Что-то мелькает в его глазах. Боль, горечь… но все это тотчас пропадает.
— Потому что мне не с кем было его делить после того, как не стало Элизы.
Тут в лагере поднимается крик, сопровождаемый звоном стали. Визжит женщина.
Чудище
Возле костров, разведенных для стряпни, назревает драка. Две женщины из числа угольщиц встревоженно озираются по сторонам. Одну я узнаю, это Малина, вторая, помоложе, мне незнакома. Эрван, Лазаре и Граелон заслоняют их собой. Перед ними двое воинов Чудища, один из них, бритоголовый, с холодными глазами, держит наготове меч.
— Страсти господни, — бормочет Чудище, хромая вперед. — Да что тут стряслось?
Бритоголовый отвечает ему, не сводя глаз с угольщиков:
— Эти люди выхватили ножи и тем нас оскорбили. Вот я и отвечаю на вызов. Вынули из ножен — так пусть в ход пускают!
Он стоит, выпятив грудь, точно готовый к драке петух.
— Это мы кого-то оскорбили?! — возмущается Эрван. — А кто приставал к нашим женам и сестрам и порывался в кусты их тащить, точно шлюх каких?
Второй воин — это рыцарь, зовут его де Бросс, — лениво поводит плечами:
— Я-то думал, она так, баба лагерная. Никого обидеть не хотел…
Чудище награждает его подзатыльником:
— Спрячь кинжал, бестолочь. Никаких лагерных баб с нами нет.
Де Бросс, как и следовало ожидать, косится в мою сторону. Чудище тоже ловит этот взгляд и делает еще шаг вперед.
— Это, — говорит он, — госпожа Сибелла. Она служит святому Мортейну, так что, если не хочешь оказаться выпотрошенным, как рыбешка, держи-ка руки подальше и от нее, и от прочих женщин, что с нами идут.

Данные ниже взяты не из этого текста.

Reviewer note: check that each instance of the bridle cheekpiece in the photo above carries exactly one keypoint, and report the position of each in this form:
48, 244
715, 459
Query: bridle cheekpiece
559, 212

Де Бросс смущенно улыбается и отдает поклон сперва мне, потом и угольщицам.
— Голтье! — рявкает Чудище на второго. — Убери-ка меч и ступай палатки растягивать!
Воин медлит. Чудище берет его за шиворот и хорошенько встряхивает.
— Приношу свои извинения, — говорит он угольщикам. — Гоподин Голтье у нас очень вспыльчив, а господин де Бросс падок на женщин. Больше такого не повторится. Конечно, если эти господа желают остаться у меня под началом.
Он уводит провинившихся воинов, и у костра воцаряется неловкая тишина.
— Ну-ка, все за работу! — прикрикивает Эрван на зевак. — Еще дел полно, так что не стойте!
Я ухожу под дерево и присаживаюсь подумать. Что мне все-таки делать? Остаться? Или вернуться в Ренн и проникнуть в лагерь д'Альбрэ, если получится?
Мне неспокойно и все время кажется, будто я не заслужила нахлынувшего счастья. Но я всего лишь человек и не нахожу в себе сил
Я уже давно перестала верить в силу молитв, но теперь мне отчего-то кажется, что они были услышаны. Словно бы рука самого Мортейна вмешалась в течение моей жизни. Выдернула меня из кошмара и поместила туда, где я так жаждала быть: рядом с Чудищем.
И я решаю принять щедрый дар, протянутый мне богами.
Вдалеке подает голос волк… Я бы не удивилась, если бы Чудище провыл в ответ. И тогда дикий хищник либо удерет прочь, поджав хвост, либо, как все мы, встанет под его знамя.
ГЛАВА 35
Восход солнца застает нас уже на дороге. В редеющей темноте лошади идут шагом, но, как только солнечный диск появляется над горизонтом, Чудище дает команду подняться в галоп, ведь дело у нас безотлагательное и следует поторапливаться.
Сам он проезжает вдоль строя вперед и назад, тепло здороваясь с каждым, обмениваясь шутками. Я вижу, как после такого приветствия люди выпрямляются, расправляют плечи. Такое отношение капитана им точно хлеб насущный.
Я невольно думаю об отце с братьями и о том, как они привыкли командовать: гонят воинов вперед и добиваются желаемого при помощи жестокости и запугивания. А вот Чудище не просто подает своим людям пример, а заставляет их тянуться, чтобы соответствовать высокому мнению капитана!
Вот и я, кажется, начинаю тянуться к тому образу, который он видит, когда смотрит на меня.
Что-то между нами назревает… Даже страшно.
Но как же я этого хочу!..
Ведь у меня проснулись какие-то чувства к нему еще задолго до прибытия в Ренн. Пожалуй, когда он рассказал, как приезжал за сестрой. Но уверенность в том, что мною увлечься он не способен, послужила защитным рвом моему сердцу. И я ничего не боялась, потому что любая нежность выглядела решительно невозможной.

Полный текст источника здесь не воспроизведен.